🌿13

52.4K 3.9K 492
                                    

"Kok Ibu ga kasih tau pertunangan Delaza akan dilakukan sehari sebelum Zairo pulang."

Hari sudah gelap, suasana begitu sunyi mengingat jam segini adalah kesempatan bagi pekerja untuk istirahat. Hal itu dimanfaatkan Kaleza untuk menelpon Tamari guna membahas perkataan Zairo pagi tadi.

"Ibu juga baru diberitahu semalam, Nak. Kakek Gavindra yang mengajukan agar pertunangan dipercepat."

Jawaban Tamari di sebrang sana berhasil membuat Kaleza menghela napas kasar.

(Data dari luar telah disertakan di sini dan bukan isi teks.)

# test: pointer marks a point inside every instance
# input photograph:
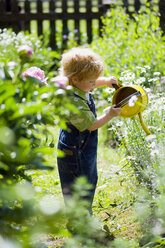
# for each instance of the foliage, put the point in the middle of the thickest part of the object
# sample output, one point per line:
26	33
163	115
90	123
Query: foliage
27	107
127	43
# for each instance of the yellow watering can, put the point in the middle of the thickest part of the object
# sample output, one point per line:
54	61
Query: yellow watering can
122	96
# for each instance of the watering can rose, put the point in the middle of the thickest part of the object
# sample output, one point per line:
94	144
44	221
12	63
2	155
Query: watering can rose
35	73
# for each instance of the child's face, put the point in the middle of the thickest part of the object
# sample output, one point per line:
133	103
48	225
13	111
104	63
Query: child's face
85	85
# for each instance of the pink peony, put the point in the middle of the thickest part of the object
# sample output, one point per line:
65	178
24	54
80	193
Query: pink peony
35	72
25	50
61	81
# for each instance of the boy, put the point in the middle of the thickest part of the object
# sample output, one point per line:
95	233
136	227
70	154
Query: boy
84	69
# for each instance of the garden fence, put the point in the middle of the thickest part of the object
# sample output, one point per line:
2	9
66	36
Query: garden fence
48	15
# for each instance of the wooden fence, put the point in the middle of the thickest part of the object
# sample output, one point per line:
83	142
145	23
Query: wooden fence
25	14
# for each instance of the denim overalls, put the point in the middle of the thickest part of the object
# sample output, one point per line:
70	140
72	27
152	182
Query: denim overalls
80	149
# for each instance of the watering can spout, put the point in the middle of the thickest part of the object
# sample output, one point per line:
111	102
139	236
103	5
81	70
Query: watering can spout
143	125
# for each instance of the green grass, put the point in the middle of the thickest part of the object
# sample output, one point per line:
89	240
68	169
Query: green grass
113	198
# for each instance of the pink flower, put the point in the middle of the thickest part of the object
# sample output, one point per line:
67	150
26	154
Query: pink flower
35	72
25	50
61	81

"Jadi gimana? Gak mungkin juga kan Kale melakukan pertunangan. Itu harus dilakukan Delaza." kata Kaleza sedikit memberikan penekanan, sekedar memberi pengertian bahwa Kaleza tidak bisa membantu jauh selain menjadi Delaza palsu. Baginya  Kaleza sudah terlalu jauh mempermainkan hubungan ini, entah bagaimana reaksi Zairo setelah tau selama nyaris sebulan ini ia tinggal bersama Kaleza bukan Delaza.

Membayangkan betapa marahnya Zairo saja Kaleza sudah merinding dibuatnya.

"Kamu tenang aja Kale, kabar baiknya Delaza bakal balik 5 hari lagi. Jadi kamu aman, tidak perlu melakukan pertunangan itu sebab Delaza yang akan melakukannya."

Kaleza yang sedang membayangkan adegan ngamuk Zairo teralih saat Tamari kembali berujar. Gadis itu menghela napas lega, syukurlah bila Delaza bakal balik.

"Gimana kabar Dela? Pendaftarannya lancar kan?" Kaleza bertanya atau lebih tepatnya ingin menyindir walau masih terkesan halus.

"Ibu lupa memberitahumu. Dela gak lolos di sana, alhasil adikmu itu akan kuliah di sini."

Kaleza hanya ber oh ria saja, kontras dengan wajahnya yang julid. "Kalo gitu dia bisa manfaatin buat liburan, kasian nanti stres."

Tidak ada tanggapan di sebrang sana, padahal Kaleza sudah menunggu respon penuh kebohongan sang ibu.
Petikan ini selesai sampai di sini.